ここまで砂川を中心に描き、初代館長前川恒雄についてはあまり触れなかった。市民の図書館の問題を解く鍵として、前川が地方出身者であったのに、日野の貸出モデルを推進できた理由としてイギリスへの視察があったことが言われる。中小レポートや郷土の資料委員会は基本的に地方の図書館を中心に振興策を検討していたが、前川は当時の図書館先進国イギリスの公立図書館が日常的にどのようなサービスをしているのかを見て、貸出サービスの重要性に気づいた。そのことは彼の『われらの図書館』(筑摩書房, 1987)の最初に出てくる。だが、彼はイギリスの図書館でもレファレンスサービスも郷土資料もサービス体制にしっかりと組み込まれていたことについてすぐには言及しなかった。しばらく貸出でいくことにして、それが現代公共図書館論の基本的テーゼとなった。先ほどの『われらの図書館』にはレファレンスも市政図書室もでてくるのだが、彼の本で一番読まれたのは同じ出版社から出た『移動図書館ひまわり号』(1988)である。一度敷かれたレールが頑健で容易に変更が効かないことを示している。


終わりに

あと4点のことを指摘しておきたい。一つは、日野に図書館が設置された1960年代中頃は日野は東京西部の中小都市(1963年市制施行)にすぎなかったから、中小レポートの考え方を実践するのには適切な場だと考えられても無理はない。しかしながら、1960年に人口4万人だった日野市は1960年代に団地ができはじめ、急激に人口が増え、1970年には9万8千人、1980年に14万5千人となって東京都心への通勤圏になり、完全に都市型の街に変貌した。実際にBMも団地を廻ることがスタートしているが、これは要するに貸出サービスを展開するのに好適の都市環境であった。しかしながら、地方都市や農村地域の町村で同じモデルが適用するのかどうか。日図協は2000年代になって町村図書館には別の考え方が必要とのことからその振興策を進めたが、地方都市では市民の図書館モデルの図書館づくりが進められた。そこで郷土資料は片隅に置かれ、あまり利用もないままに置かれた。レファレンスは貸出サービスの定着を前提とするとされた。しかしながら、それらを振興するための戦略は用意されなかった。
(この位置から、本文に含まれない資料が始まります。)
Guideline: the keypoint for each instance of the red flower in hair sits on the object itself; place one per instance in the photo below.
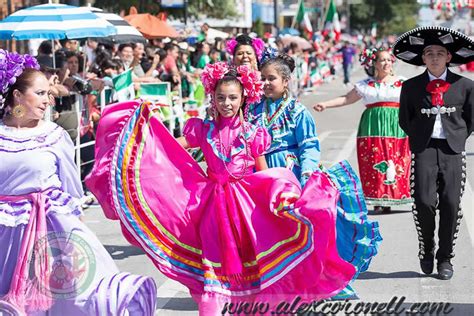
(437, 88)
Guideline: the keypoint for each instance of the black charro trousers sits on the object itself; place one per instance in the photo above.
(438, 177)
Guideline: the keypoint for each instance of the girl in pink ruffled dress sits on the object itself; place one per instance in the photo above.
(238, 232)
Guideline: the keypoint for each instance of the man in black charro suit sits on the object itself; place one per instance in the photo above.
(436, 112)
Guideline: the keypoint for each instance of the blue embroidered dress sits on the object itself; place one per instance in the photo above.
(295, 145)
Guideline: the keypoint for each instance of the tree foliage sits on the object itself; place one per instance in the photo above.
(220, 9)
(258, 28)
(391, 16)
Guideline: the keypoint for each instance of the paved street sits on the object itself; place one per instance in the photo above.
(394, 272)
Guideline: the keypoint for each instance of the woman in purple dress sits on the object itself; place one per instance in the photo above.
(50, 262)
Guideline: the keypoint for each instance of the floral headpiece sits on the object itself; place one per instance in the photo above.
(368, 56)
(253, 86)
(11, 66)
(269, 53)
(257, 44)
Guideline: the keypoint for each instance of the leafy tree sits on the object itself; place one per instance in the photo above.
(391, 16)
(220, 9)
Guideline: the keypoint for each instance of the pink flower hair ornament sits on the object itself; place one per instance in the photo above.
(250, 79)
(368, 56)
(11, 66)
(258, 46)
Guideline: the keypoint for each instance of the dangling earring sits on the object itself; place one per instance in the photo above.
(286, 94)
(214, 112)
(18, 111)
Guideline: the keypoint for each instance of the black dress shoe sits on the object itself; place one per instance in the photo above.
(445, 270)
(427, 265)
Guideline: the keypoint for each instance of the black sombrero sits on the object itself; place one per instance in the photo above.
(410, 45)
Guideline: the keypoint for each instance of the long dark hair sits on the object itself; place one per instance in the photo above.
(22, 83)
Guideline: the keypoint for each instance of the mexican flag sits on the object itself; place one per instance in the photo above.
(302, 19)
(373, 30)
(123, 86)
(332, 25)
(158, 93)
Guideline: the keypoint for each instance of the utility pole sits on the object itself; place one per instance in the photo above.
(185, 12)
(275, 14)
(348, 26)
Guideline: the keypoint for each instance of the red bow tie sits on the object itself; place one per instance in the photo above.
(437, 88)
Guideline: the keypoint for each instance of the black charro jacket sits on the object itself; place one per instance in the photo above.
(457, 126)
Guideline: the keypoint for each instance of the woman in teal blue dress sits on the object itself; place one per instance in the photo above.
(295, 145)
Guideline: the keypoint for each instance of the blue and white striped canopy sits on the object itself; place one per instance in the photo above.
(54, 21)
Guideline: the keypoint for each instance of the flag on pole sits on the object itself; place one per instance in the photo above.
(302, 18)
(160, 94)
(123, 86)
(332, 25)
(373, 30)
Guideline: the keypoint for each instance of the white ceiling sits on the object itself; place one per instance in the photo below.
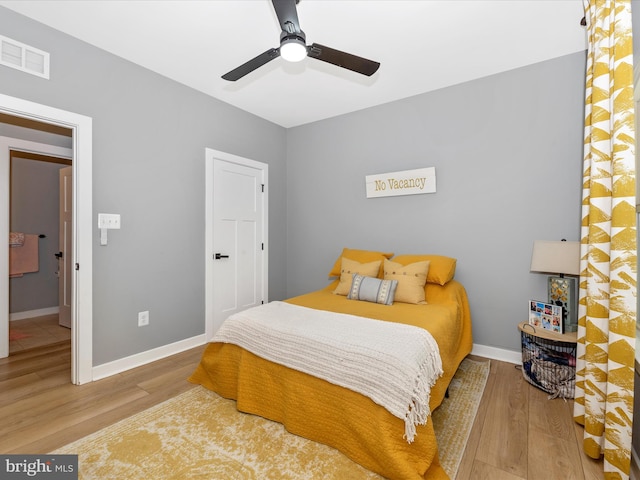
(422, 45)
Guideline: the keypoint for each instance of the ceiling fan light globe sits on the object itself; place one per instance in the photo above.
(293, 50)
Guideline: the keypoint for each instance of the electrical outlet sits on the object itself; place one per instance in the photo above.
(143, 318)
(109, 220)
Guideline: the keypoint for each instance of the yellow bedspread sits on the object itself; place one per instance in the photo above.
(333, 415)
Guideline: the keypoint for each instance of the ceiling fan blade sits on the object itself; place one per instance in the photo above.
(252, 64)
(344, 60)
(287, 14)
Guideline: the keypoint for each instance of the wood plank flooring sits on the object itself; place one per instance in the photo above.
(518, 434)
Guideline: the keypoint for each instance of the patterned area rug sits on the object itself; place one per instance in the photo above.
(199, 435)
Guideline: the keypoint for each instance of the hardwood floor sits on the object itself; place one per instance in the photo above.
(518, 434)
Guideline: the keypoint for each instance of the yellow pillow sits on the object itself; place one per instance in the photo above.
(441, 268)
(411, 280)
(362, 256)
(349, 267)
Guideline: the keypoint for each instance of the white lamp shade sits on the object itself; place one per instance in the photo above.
(293, 50)
(556, 257)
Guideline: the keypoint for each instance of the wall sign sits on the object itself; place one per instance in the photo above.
(407, 182)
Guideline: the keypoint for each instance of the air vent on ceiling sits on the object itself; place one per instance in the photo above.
(17, 55)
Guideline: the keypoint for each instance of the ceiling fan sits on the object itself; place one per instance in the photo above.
(293, 47)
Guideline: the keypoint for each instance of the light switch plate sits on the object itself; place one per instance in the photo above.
(109, 220)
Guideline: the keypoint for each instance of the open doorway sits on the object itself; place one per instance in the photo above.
(39, 280)
(82, 256)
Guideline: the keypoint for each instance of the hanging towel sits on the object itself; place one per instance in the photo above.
(24, 259)
(16, 239)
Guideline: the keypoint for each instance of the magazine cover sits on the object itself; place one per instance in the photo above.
(545, 315)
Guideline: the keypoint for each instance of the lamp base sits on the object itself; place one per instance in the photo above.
(562, 292)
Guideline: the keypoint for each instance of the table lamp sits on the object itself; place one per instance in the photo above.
(561, 258)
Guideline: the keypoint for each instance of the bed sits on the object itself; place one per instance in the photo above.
(337, 416)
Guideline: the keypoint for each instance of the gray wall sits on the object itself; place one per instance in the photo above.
(508, 156)
(34, 209)
(149, 139)
(507, 151)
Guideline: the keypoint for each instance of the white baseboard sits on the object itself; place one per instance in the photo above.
(497, 354)
(33, 313)
(139, 359)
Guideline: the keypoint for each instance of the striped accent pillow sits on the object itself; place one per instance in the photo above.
(372, 289)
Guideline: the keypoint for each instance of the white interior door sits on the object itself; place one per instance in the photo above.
(237, 254)
(65, 245)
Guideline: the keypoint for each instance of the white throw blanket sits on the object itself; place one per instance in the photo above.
(395, 365)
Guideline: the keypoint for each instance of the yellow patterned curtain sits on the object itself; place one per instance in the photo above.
(607, 309)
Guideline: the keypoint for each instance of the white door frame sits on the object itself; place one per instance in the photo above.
(82, 256)
(210, 156)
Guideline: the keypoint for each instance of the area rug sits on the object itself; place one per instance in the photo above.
(199, 435)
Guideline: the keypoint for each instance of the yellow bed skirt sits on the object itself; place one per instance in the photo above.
(348, 421)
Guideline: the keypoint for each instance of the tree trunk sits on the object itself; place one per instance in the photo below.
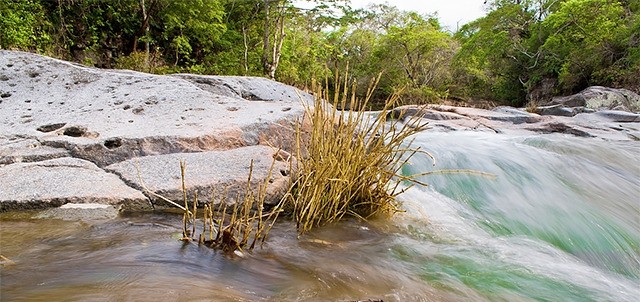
(145, 26)
(273, 25)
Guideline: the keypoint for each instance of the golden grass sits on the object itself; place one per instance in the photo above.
(231, 228)
(349, 161)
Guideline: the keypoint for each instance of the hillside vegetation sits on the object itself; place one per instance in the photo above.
(522, 50)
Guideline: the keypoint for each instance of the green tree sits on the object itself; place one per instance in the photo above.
(23, 25)
(583, 39)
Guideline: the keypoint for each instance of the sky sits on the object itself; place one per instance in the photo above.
(451, 13)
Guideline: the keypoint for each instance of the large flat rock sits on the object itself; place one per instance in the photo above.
(59, 181)
(221, 173)
(107, 116)
(63, 123)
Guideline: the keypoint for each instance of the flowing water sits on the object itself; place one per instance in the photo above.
(559, 222)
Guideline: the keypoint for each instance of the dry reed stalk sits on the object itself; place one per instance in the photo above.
(349, 166)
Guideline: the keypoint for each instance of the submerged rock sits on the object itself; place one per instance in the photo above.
(52, 109)
(222, 175)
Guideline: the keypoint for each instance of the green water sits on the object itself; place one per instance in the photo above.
(560, 222)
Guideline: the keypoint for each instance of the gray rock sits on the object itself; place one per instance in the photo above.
(55, 182)
(619, 116)
(602, 98)
(556, 110)
(84, 212)
(27, 150)
(212, 172)
(107, 116)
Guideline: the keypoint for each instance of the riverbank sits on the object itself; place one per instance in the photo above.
(78, 135)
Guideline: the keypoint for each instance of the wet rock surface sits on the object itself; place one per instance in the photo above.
(603, 124)
(73, 134)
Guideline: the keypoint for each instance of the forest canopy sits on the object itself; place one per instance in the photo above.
(521, 51)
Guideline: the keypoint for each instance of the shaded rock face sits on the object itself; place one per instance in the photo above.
(53, 111)
(594, 98)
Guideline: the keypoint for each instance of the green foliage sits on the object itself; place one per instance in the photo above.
(583, 38)
(190, 29)
(23, 25)
(521, 51)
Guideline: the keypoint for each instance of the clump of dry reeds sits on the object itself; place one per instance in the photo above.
(238, 227)
(349, 161)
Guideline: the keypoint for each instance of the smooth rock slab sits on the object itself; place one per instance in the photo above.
(55, 182)
(107, 116)
(212, 172)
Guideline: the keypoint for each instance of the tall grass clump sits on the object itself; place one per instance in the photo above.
(232, 228)
(349, 161)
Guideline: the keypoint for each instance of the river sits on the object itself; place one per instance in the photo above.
(559, 222)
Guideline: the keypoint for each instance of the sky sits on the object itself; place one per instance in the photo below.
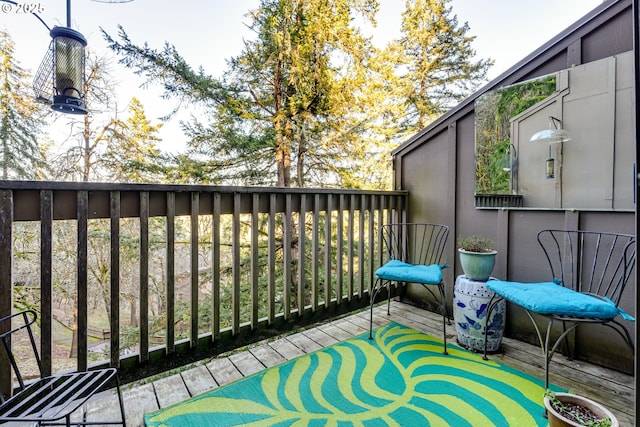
(209, 32)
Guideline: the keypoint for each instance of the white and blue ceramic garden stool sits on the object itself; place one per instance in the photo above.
(470, 303)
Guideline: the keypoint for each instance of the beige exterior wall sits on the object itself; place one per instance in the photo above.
(437, 166)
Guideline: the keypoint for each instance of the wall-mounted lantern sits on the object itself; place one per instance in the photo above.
(554, 135)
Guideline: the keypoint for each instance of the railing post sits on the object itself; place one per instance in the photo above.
(6, 280)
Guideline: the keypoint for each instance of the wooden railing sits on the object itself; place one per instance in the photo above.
(176, 273)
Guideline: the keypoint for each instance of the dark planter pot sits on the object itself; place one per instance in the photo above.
(477, 265)
(558, 420)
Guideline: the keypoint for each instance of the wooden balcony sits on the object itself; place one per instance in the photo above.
(217, 268)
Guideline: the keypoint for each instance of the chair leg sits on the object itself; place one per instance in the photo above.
(120, 401)
(445, 318)
(372, 300)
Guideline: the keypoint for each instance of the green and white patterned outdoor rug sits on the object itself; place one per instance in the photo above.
(400, 378)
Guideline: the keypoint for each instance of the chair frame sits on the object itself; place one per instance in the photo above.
(413, 243)
(51, 399)
(590, 262)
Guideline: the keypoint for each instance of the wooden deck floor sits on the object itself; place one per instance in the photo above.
(612, 388)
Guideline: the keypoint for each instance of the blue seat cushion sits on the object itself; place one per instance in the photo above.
(404, 272)
(551, 298)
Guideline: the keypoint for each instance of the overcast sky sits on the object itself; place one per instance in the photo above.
(209, 32)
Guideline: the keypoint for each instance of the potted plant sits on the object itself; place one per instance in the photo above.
(477, 257)
(570, 410)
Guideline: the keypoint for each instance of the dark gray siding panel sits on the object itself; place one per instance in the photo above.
(437, 167)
第二に、経済や生活レベルの段階と公共サービスの関係を考えておく必要がある。1960年代以降の高度経済成長、バブル経済、そしてバブル崩壊という経済史的な流れのなかで、先ほどのハコモノ行政も税収増によって可能になった。図書館は市民の要求に応える場であるというときに、学習権とか知る自由というような高邁な理念を持ち出すことが多い。確かに国が貧しかったときには公的費用をそこに充てることに意味があった。しかし、全体に豊かになったときに娯楽的な読み物を無料で大量に貸すことがあるとすれば、それは大衆の欲望に寄り添った無料貸本屋サービスと批判されることも覚悟しなければならない。著作権法38条で著作物(映画以外)の非営利で無料の貸与を認めているが、それは大きくは著作権法の目的である「文化的所産の公正な利用に留意しつつ、著作者等の権利の保護を図り、もつて文化の発展に寄与すること」に叶うことが前提である。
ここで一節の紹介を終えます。